Two out of the three articles I viewed displayed the pros of using MDMA for psychotherapy by describing the positive effects for the use of MDMA as a medical and therapeutic drug. Obviously MDMA is a schedule I drug for a reason, the article MDMA - The Ecstacy exploits the negative long-term effects of the drug through research and studies. Countering these claims, McKie's article Ecstasy does not wreck the mind states that the data from these experiments shows that correlation is not causation. Mckie tells that the experiment "studied users who were taken from a culture dominated by all-night dancing...individuals (consistent with) sleep and fluid deprivation - factors that are themselves known to produce long-lasting cognitive effects." Through another experimental study, conducted by Professor John Halpern of Harvard Medical School, they carefully selected participants to single out and study the effects of MDMA alone; "When we did that, we found that there was no difference in their cognitive abilities."

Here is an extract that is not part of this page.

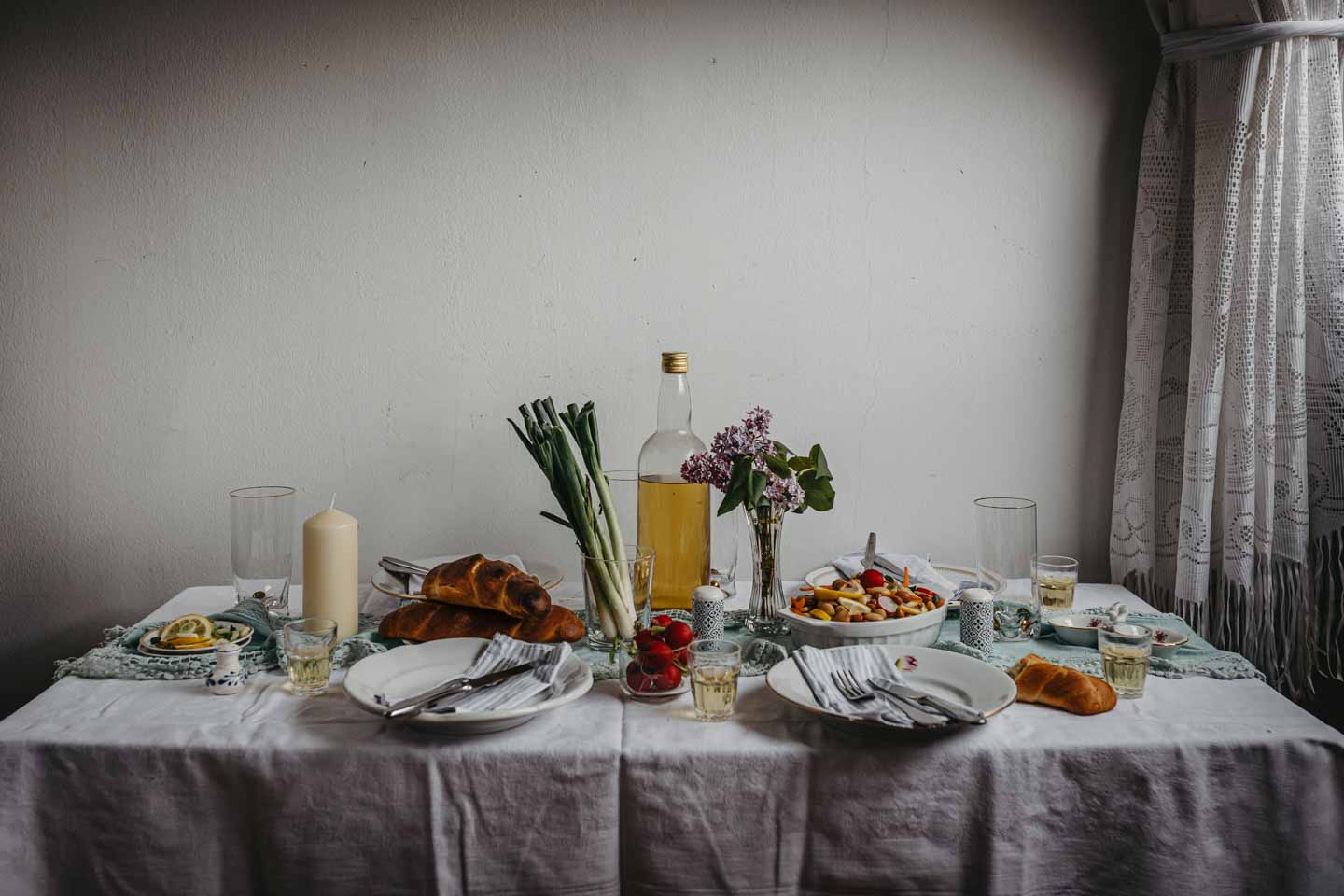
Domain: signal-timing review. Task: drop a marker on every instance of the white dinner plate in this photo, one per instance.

This doesn't mean that MDMA should be legalized and dispersed out to any patient who has symptoms of anxiety or Post-Traumatic Stress Disorder (PTSD), that would have to many flaws to the system.
It would be an easy system to fool
But, under the right measures and precautions MDMA could be used in psychotherapy to help calm the symptoms of anxiety and PTSD. Palmquist's article The Ecstasy and the Agony includes an e-mail interview with a pair of Norwegian scientists who published a paper covering MDMA and its assistance with anxiety disorders. The benefits of using MDMA with psychotherapy, is that MDMA can aid the recovery of a traumatic event in someone's life by enhancing the confidence, openness and feelings that they are safe and in control. These feelings aid with the process of exposure therapy (commonly used for PTSD).
All of these articles say they have evidence from studies and experiments. They say all of the data comes from Universities or experimental labs, which can be true, but the questions we have to ask are; were there any other factors that could affect these results? What guidelines did these studies have to follow, or how can we be sure that the results aren't from inaccurate data? Did any of these researchers have a bias, or a bias forced from a benefactor of the study? It could be any number of reasons, and we should keep these in mind as we investigate articles and information on any study conducted.
So what's the conclusion? Should we start prescribing MDMA as a pharmaceutical anti-anxiety prescription? Or should it stay up in the ranks with marijuana, cocaine and heroin? The answer lies within the studies of course, although it is up to use to determine whether or not the studies are accurate.